子どもの頃、テレビのCMで「テレビばっかり見ていると、今に尻尾が生えてくる」というのがあった。テレビに夢中になる子どもを戒めるCMだったのだろう。携帯電話が普及し始めた頃、「携帯電話の電波が脳に悪い影響を与える」といううわさが流れた。たまたま、日本に来ていた米国の著名な研究者に話すと、「携帯電話を持つこと自体がおかしい」とおっしゃった。さかのぼると、人は文字を使うことでうまく思い出すことができなくなる、と警鐘を鳴らした学者もいた。こうした想像力を、文字に頼りすぎたわれわれは既に失っていないか。古今東西の賢者で一文字も書いていない方がいたことを覚えておこう。
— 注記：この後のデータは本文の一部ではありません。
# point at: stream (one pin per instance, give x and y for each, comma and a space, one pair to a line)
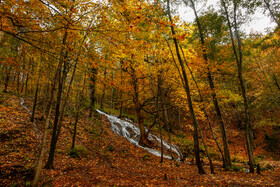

オンライン講義は、私には苦痛である。一方、オンラインで公開した講義を繰り返し見てくれた学生がいたことは望外の喜びだった。私の学生時代にはオンライン講義などあるはずもなく、全神経を講義に集中し、一期一会を満喫した。一言一句も聞き漏らさず、ノートに書き取ろうとした。何度もノートを読み返した。気に入った講義は、自分でその講義ノートを作った。それでも文字に頼っていた。とても賢者の域には達しない。
研究は、誰にでも打ち明けられるほど「安い」ものではない。ネットにあげられない「奥義」ばかりである。詩人に倣って「***の電源を切って、町へ出よう」と締めくくる。